All of the Galesi models are straight blow-back operation with fixed barrels, very similar to PPK, FEG Makarov pistols.
I have never removed a barrel from a Galesi before, and so I am looking for feedback from others that have.

There is a barrel retaining pin that had to be tapped out from the frame. Having removed the pin, the barrel is still held tightly within the frame barrel "hoop". Now, I have attempted to gently tap the barrel from the muzzle end, out from the frame hoop, with a hardwood block. No go.

Questions.....
Does the barrel come out of the hoop, tapping on the muzzle end, towards the rear of the frame? Or, is it driven out from the hoop from the chamber end, towards the muzzle?

Is a barrel press, like a Federal Press sold for Makarov barrel removal, required?

I see a whack of Galesi barrels for sale on ebay, gunbroker, and numerich..... so guys are getting them out, via some method.

Thanks.
 
You are doing it correctly. The barrel should be pushed rearward. I use a rawhide mallet. Use plenty of penetrating oil first. You might need to use a little heat.
 
Thank you for chiming in Bill. I was hoping that you would reply, as I had noticed that you have shared your Galesi-expertise with others, in previous posts.

I have been soaking the frame / barrel in PB Blaster for a week.
I will put the frame with attached barrel into the deep freeze and use torch heat on the hoop part of the frame, for a next attempt.

Do Galesi barrels "typically" come out without too much force, or are they a struggle, as in on par with Makarov's and PPK's?
 
The barrel comes out very much like the Walther PP series and the Russian Makarov.

When the Mak was a new import people wanted to convert them to .380 by installing a new barrel.
There were simple barrel presses sold to do this.
This is much safer then hammering on the muzzle and risk deforming the frame "hoop".

A press can be made from two pieces of plate steel, two threaded rods, and assorted washers and nuts.
One plate with a brass washer to protect the muzzle goes on the muzzle.
A second plate with a cut out to clear the barrel goes on the rear.
The threaded rods join the two.

Turning two of the nuts press the barrel out.
 
Thank you Bill and Defariswheel for your appreciated help.

I gave been scouring the net for pics and those that have experience with using a barrel press, something along the lines of Federal Press designed for Makarov's.

Fabricating one is within my wheelhouse. However, I am tentative about making one, and using one, which has the rear plate that abuts the chamber-end of the frame hoop, as its only area of plate-to-frame contact.

The steel thickness of the hoop, at the chamber end is quite thin, maybe 1.5 mm, certainly less than 2mm thick. Making the rear press plate that has a hole in it to allow the barrel to pass through, yet still contact the thin perimeter of the frame hoop is doable.
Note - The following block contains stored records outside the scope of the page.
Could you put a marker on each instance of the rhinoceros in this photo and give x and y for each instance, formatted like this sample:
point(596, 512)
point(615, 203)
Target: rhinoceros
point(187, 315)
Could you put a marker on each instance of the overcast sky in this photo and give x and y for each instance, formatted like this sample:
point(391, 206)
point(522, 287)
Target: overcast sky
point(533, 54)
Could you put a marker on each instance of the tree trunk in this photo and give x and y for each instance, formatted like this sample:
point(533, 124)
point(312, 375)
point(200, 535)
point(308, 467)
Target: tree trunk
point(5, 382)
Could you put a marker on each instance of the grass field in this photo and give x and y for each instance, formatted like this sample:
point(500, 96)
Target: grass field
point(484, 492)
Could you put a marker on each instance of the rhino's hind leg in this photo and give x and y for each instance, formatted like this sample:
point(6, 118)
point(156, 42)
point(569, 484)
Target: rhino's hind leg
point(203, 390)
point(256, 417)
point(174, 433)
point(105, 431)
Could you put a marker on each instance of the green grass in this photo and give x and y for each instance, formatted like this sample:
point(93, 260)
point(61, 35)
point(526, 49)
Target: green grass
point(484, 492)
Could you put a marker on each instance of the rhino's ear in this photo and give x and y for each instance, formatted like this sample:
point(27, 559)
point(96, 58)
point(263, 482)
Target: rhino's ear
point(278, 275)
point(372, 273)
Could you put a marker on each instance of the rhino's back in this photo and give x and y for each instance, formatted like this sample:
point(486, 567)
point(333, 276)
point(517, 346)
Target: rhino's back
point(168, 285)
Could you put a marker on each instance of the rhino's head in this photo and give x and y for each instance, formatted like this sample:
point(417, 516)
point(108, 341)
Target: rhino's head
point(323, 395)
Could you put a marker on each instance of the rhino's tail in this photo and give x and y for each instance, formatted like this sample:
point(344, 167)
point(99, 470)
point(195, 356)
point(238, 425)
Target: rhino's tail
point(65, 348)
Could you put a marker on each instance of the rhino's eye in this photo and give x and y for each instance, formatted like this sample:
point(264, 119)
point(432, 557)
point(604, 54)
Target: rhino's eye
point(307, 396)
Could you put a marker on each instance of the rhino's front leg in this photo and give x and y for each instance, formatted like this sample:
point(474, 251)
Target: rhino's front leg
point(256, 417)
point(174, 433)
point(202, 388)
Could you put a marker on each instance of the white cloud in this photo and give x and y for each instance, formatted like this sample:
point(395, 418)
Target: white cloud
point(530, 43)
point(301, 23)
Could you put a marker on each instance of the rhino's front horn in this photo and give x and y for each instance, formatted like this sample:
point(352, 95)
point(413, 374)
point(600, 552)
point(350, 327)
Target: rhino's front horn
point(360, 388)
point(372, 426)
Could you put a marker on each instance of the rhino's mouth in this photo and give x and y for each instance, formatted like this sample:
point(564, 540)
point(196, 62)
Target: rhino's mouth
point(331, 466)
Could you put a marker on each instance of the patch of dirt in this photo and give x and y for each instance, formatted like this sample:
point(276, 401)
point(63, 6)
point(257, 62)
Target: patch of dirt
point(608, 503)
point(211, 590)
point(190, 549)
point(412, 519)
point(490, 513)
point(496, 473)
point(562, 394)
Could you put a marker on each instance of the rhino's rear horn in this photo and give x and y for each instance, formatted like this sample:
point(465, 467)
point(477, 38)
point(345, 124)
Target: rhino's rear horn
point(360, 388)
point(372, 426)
But using this press with such a small amount of hoop surface contact area may prove to be challenging with plate alignment and plate slippage, under the strain of use.
Is this a valid concern?
Is this the barrel press design that you advocate?

The Galesi has a hole through the frame, perpendicular to the barrel, below the hoop, and just below the chamber, for the trigger bar. It is about 7mm in diameter as a guess. I think a Mak has a similar frame trigger hole.
Looking at pics of the Federal brand, makarov press, it looks like the rear plate / block is designed to permit a pin to secure said rear block to frame, via through the trigger hole. The applied forces when using the press, would be transmitted to the frame via the pin / trigger hole and not against the thin edge of the frame hoop itself.

Have I assumed the design and use of the Federal branded, mak press correctly?

I can fabricate either design, with "my" intuition telling me the pin through trigger hole may be the more secure design.

Thank you for your experienced thoughts, guys.
 
I just held the frame in one hand, and hit the muzzle sharply with a rawhide mallet.
It wasn't difficult and the forces involved were not enough to deform anything.
 
After freezing the frame / barrel and using torch heat on the frame hoop, the barrel was easy to tap put with hardwood block and hammer.

Thank you, you helpful fellas for sharing your knowledge.